Depuis la fin des négociations salariales, il y a de la grogne, car SEnS se voit attribuer la plus petite enveloppe du groupe pour les augmentations, malgré de bons résultats. Ce qui n'a fait que rajouter un peu plus de colère, c'est que le PDG du groupe Safran s'est attribué à lui seul un salaire annuel équivalent à cette enveloppe. Par ailleurs, les actionnaires du groupe Safran seront encore choyés cette année avec plus de 150 millions d'€ distribués.
Jeudi 10 juin, une assemblée générale décidée par l'intersyndicale a regroupé 400 salariés des deux sites.
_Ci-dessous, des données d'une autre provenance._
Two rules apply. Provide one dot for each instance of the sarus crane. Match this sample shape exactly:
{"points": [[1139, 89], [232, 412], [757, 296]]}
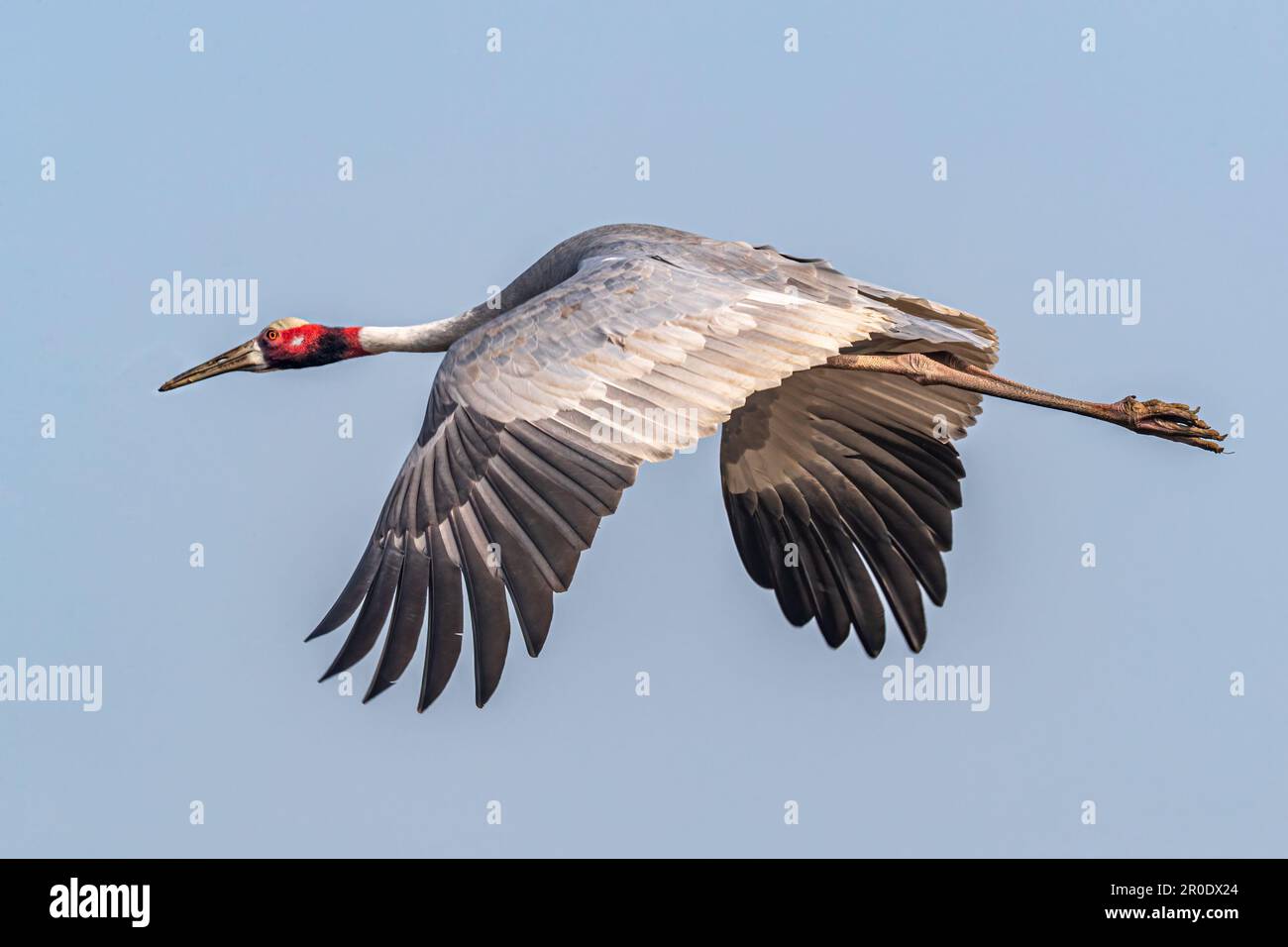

Il y a été décidé de quitter le travail à 16h30 pour signifier la volonté d'obtenir la même augmentation que dans le reste du groupe Safran, 2,6%, et d'aller informer les travailleurs passant par le rond point d'entrée d'Airbus entre 8h00 et 8h40.
Jeudi 17 juin au matin, c'est à près de 300 que le rond point a été investi, rejoints par d'autres salariés d'Aéro-Conseil, un autre sous-traitant d'Airbus, pour les mêmes raisons. Sur les banderoles on pouvait lire : « Sans Évolution de Salaire », « Safran épice nos fins de mois », « Safran On partage quand? », « Un petit pas pour les salaires, un grand pas pour l'actionnaire».
Pendant 45 minutes, les salariés ont distribué leur tract, en recevant des encouragements et des gestes de compréhension, malgré la gêne occasionnée. Le vendredi 18, l'opération a repris avec le même nombre.
C'est la première fois qu'un mouvement comme cela est organisé, et le fait de se retrouver ensemble pour défendre leurs salaires ne peut être que de bonne augure pour l'avenir.